Skip to main content
Version: 0.9

Google Cloud Storage

Google Cloud Storage (GCS) is a managed object storage service for unstructured data, providing high availability, strong consistency, and integration with the broader Google Cloud ecosystem.

Dependencies

Apache Fluss publishes the Google Cloud Storage filesystem plugin to Maven Central:

ArtifactJar
Fluss Google Cloud Storage filesystem pluginfluss-fs-gs-0.9.1-incubating.jar

Maven coordinates:

<dependency>
<groupId>org.apache.fluss</groupId>
<artifactId>fluss-fs-gs</artifactId>
<version>0.9.1-incubating</version>
</dependency>

Verify downloaded JARs against the KEYS file using the verification instructions.

Install GS FS Plugin Manually

Google Cloud Storage support is not included in the default Fluss distribution. To enable Google Cloud Storage support, you need to manually install the filesystem plugin into Fluss.
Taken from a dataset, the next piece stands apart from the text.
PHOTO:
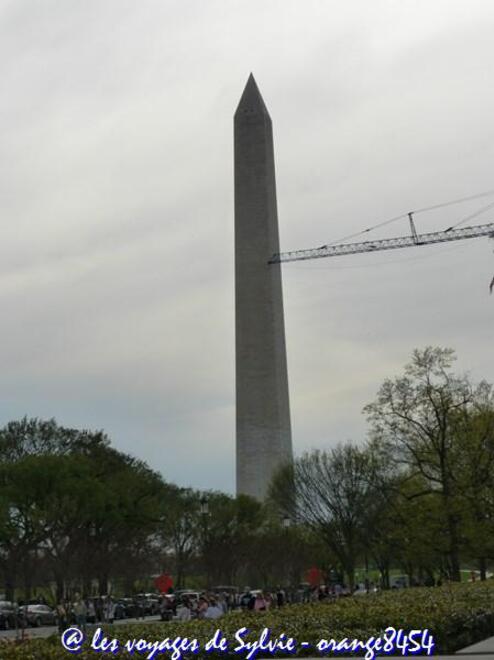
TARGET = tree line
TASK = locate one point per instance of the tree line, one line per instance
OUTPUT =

  1. Prepare the plugin JAR:

    • Download fluss-fs-gs-0.9.1-incubating.jar from the Dependencies section above.
  2. Place the plugin: Place the plugin JAR file in the ${FLUSS_HOME}/plugins/gs/ directory:

    mkdir -p ${FLUSS_HOME}/plugins/gs/
    cp fluss-fs-gs-0.9.1-incubating.jar ${FLUSS_HOME}/plugins/gs/
  3. Restart Fluss if the cluster is already running to ensure the new plugin is loaded.

Configurations setup

To enable Google Cloud Storage as remote storage, add the required configuration to Fluss' server.yaml. The Fluss plugin accepts both gs. and fs.gs. prefixes; entries are forwarded to the underlying gcs-connector with the fs.gs. prefix.

Service account key file

# The dir used as remote storage of Fluss, using the gs:// URI scheme
remote.data.dir: gs://my-fluss-bucket/path
# Use a service account JSON key file for authentication
fs.gs.auth.type: SERVICE_ACCOUNT_JSON_KEYFILE
# Path to the service account JSON key file on the Fluss host
fs.gs.auth.service.account.json.keyfile: /etc/fluss/secrets/gcs-sa.json

Application Default Credentials

When running on GCE, GKE, or any environment with Application Default Credentials available (for example via Workload Identity), the plugin can pick up credentials automatically:

remote.data.dir: gs://my-fluss-bucket/path
# Defer to the GCE/GKE metadata server or ADC for credentials
fs.gs.auth.type: APPLICATION_DEFAULT

Other valid values for fs.gs.auth.type include COMPUTE_ENGINE, USER_CREDENTIALS, ACCESS_TOKEN_PROVIDER, and UNAUTHENTICATED. See the GCS Hadoop connector documentation for the full list of fs.gs.* options.